Put down those smartphones and turn off that Netflix. Step away from your homework. (Studies show that exercise increases brain function.) It’s time to run, bike, hike, and walk your way into the hidden gems of Leaside’s own outdoor playgrounds.
Ten out of 10 doctors agree that exercise is important for your health and wellbeing. But exercising on the streets of Leaside has become a little harrowing. (Unless, of course, one enjoys the thrill of dodging construction trucks or manoeuvring around traffic cones.)
But fear not, couch potatoes (or those using Metrolinx construction as an excuse for avoiding exercise), there are plenty of safe, FREE options in Leaside for jogging, biking, hiking, or walking! Get active outside and experience the joys of moving in nature.
Leaside is fortunate to have access to Toronto’s extensive park and trail network. From our very own doorstep, Leasiders can enter Sunnybrook, Serena Gundy, and Wilket Creek parks at the north end of the neigbourhood. All are stunning locations with an impressive array of trees and animal species.

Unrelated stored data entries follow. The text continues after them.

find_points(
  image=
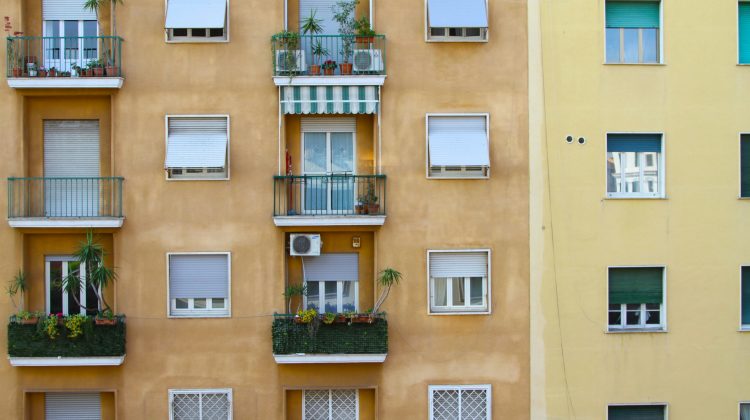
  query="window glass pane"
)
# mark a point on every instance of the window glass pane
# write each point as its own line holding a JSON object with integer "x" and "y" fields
{"x": 630, "y": 36}
{"x": 650, "y": 45}
{"x": 613, "y": 45}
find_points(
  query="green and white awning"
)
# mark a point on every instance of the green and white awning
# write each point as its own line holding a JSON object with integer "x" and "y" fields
{"x": 329, "y": 99}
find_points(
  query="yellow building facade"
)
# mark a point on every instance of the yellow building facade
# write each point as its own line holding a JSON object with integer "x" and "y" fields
{"x": 635, "y": 129}
{"x": 199, "y": 147}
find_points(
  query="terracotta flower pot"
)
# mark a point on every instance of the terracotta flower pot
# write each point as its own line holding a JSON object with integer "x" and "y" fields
{"x": 346, "y": 68}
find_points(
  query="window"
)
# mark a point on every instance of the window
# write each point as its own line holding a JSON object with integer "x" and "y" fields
{"x": 330, "y": 404}
{"x": 192, "y": 404}
{"x": 199, "y": 284}
{"x": 332, "y": 282}
{"x": 637, "y": 412}
{"x": 197, "y": 21}
{"x": 460, "y": 402}
{"x": 745, "y": 286}
{"x": 458, "y": 146}
{"x": 197, "y": 147}
{"x": 458, "y": 281}
{"x": 633, "y": 34}
{"x": 745, "y": 166}
{"x": 69, "y": 405}
{"x": 636, "y": 298}
{"x": 457, "y": 21}
{"x": 635, "y": 166}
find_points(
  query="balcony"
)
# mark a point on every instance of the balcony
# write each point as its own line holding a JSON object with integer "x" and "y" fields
{"x": 305, "y": 60}
{"x": 329, "y": 200}
{"x": 99, "y": 345}
{"x": 35, "y": 62}
{"x": 65, "y": 202}
{"x": 343, "y": 341}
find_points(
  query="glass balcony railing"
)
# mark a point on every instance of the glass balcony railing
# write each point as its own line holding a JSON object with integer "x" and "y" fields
{"x": 65, "y": 197}
{"x": 328, "y": 55}
{"x": 85, "y": 56}
{"x": 329, "y": 195}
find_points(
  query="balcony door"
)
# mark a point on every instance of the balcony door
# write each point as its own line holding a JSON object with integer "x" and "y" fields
{"x": 58, "y": 300}
{"x": 71, "y": 168}
{"x": 70, "y": 42}
{"x": 329, "y": 165}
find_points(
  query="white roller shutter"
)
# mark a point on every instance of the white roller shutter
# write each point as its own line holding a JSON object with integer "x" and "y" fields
{"x": 458, "y": 141}
{"x": 329, "y": 125}
{"x": 66, "y": 10}
{"x": 332, "y": 267}
{"x": 197, "y": 142}
{"x": 458, "y": 264}
{"x": 72, "y": 406}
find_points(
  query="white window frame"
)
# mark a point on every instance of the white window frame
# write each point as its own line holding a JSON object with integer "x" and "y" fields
{"x": 487, "y": 286}
{"x": 661, "y": 327}
{"x": 662, "y": 404}
{"x": 330, "y": 399}
{"x": 484, "y": 32}
{"x": 485, "y": 387}
{"x": 225, "y": 312}
{"x": 662, "y": 169}
{"x": 457, "y": 169}
{"x": 660, "y": 47}
{"x": 205, "y": 171}
{"x": 169, "y": 39}
{"x": 203, "y": 391}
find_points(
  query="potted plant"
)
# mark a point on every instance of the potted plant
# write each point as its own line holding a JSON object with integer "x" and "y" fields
{"x": 343, "y": 13}
{"x": 365, "y": 34}
{"x": 329, "y": 67}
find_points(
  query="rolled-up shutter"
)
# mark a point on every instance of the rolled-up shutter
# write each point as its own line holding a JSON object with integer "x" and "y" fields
{"x": 636, "y": 285}
{"x": 332, "y": 267}
{"x": 458, "y": 264}
{"x": 198, "y": 276}
{"x": 72, "y": 406}
{"x": 634, "y": 143}
{"x": 458, "y": 141}
{"x": 633, "y": 14}
{"x": 66, "y": 10}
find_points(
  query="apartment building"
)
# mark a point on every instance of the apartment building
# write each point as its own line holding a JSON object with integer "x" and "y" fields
{"x": 223, "y": 151}
{"x": 639, "y": 170}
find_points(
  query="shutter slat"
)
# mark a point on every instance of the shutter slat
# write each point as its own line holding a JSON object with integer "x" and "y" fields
{"x": 332, "y": 267}
{"x": 198, "y": 276}
{"x": 458, "y": 264}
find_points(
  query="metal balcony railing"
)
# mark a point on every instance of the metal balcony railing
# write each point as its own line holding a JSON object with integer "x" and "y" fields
{"x": 65, "y": 197}
{"x": 329, "y": 195}
{"x": 83, "y": 56}
{"x": 321, "y": 55}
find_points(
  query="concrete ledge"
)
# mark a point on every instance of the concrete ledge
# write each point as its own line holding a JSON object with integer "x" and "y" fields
{"x": 302, "y": 358}
{"x": 66, "y": 82}
{"x": 66, "y": 361}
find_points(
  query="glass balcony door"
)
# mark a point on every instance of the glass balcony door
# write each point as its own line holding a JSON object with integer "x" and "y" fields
{"x": 328, "y": 165}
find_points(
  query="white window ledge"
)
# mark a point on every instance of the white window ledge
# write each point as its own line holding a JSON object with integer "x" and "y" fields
{"x": 302, "y": 358}
{"x": 66, "y": 361}
{"x": 354, "y": 80}
{"x": 42, "y": 222}
{"x": 66, "y": 82}
{"x": 329, "y": 220}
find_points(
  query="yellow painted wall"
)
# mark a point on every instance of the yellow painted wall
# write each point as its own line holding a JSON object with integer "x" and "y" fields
{"x": 699, "y": 232}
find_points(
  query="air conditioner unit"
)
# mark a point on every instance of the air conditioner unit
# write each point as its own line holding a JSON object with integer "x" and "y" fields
{"x": 304, "y": 244}
{"x": 290, "y": 61}
{"x": 368, "y": 60}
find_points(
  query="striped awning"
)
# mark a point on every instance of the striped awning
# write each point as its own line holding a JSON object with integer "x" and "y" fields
{"x": 329, "y": 99}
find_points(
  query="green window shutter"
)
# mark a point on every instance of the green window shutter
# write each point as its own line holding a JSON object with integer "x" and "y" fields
{"x": 744, "y": 31}
{"x": 633, "y": 14}
{"x": 745, "y": 166}
{"x": 636, "y": 412}
{"x": 636, "y": 285}
{"x": 745, "y": 295}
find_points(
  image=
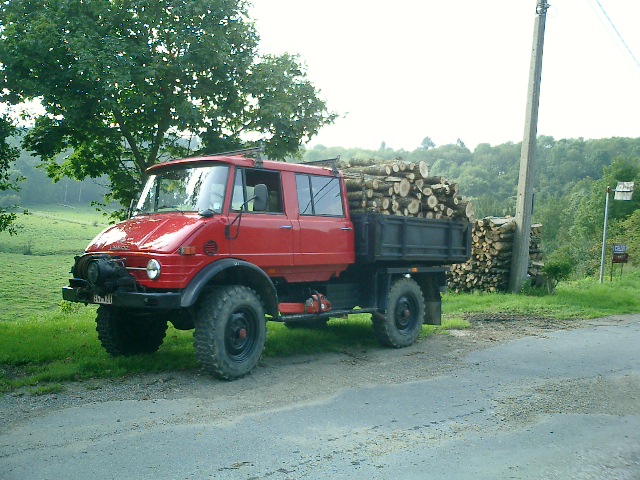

The three parks in the Don Valley are excellent spots for physical activity of all levels. Each boasts a variety of trail surfaces and offers options for the beginner to intermediate athlete. But each also has its own distinctive features.
Sunnybrook Park is accessible by foot or bike from Sutherland Ave. north of Glenvale Blvd. through the grounds of the Toronto Rehabilitation Institute. Its 147 acres of grass, woodchips, road, and dirt trails offer lots of great possibilities for beginner and intermediate hikers, walkers, runners, and mountain, as well as road, bike riders.
For a power workout, run the hill back up to the entrance, or the steep road up to the park’s sports fields, a great spot for organized and recreational sports or just letting your kids run off some steam.
This gem can be accessed from Sunnybrook Park or Rykert Cres. just south of Broadway Ave. (Editor’s note: I access Serena Gundy by heading north on Rumsey and onto the trails behind Bellwood Health Services.) You can descend the path from Rykert by foot or bike down a paved walkway or hike or mountain-bike down a fairly challenging off-road trail of dirt, roots, rocks, and bumps. There are multiple flat grassy areas throughout the park as well as paved trails for walkers and road bikes. And as an added attraction, Serena Gundy is home to a beautiful steel suspension bridge perfect for a bumpy bike ride.
Wilket Creek’s 108 acres, accessible from Serena Gundy and Sunnybrook parks, are often the setting for organized charity walks and runs. The park features kilometres of wide, spacious paved trails perfect for all levels of activity as well as wooded space for more off-the-beaten track challenges. One of the most challenging is the 115 steps up to the Sunnybrook Sports Fields. (And yes, this intrepid writer did her full research by trekking up and down to count!)
Local mom and marathoner Sue Pribaz has been running in Serena Gundy and Sunnybrook for more than 30 years, but now that her family lives in North Leaside, she’s thrilled to have the trails right at her doorstep. Says Pribaz, “Over the past few years, I have discovered trails that I had no idea were even there. Amazing that living in the middle of the city, you can run for over two hours with barely hitting pavement, and yet remain in Leaside! And this past year I have truly enjoyed sharing my love of running and the trails with an amazing group of kids weekly as we hit the trails for half-hour runs.”
If you plan to enjoy all the options that these beautiful parks offer year-round, Sunnybrook Park and Wilket Creek have washrooms that are open even in the winter (from 8 a.m. until 2 p.m.). While the trails themselves aren’t maintained year-round, they’re still more than manageable with a good pair of boots and a great Canadian attitude.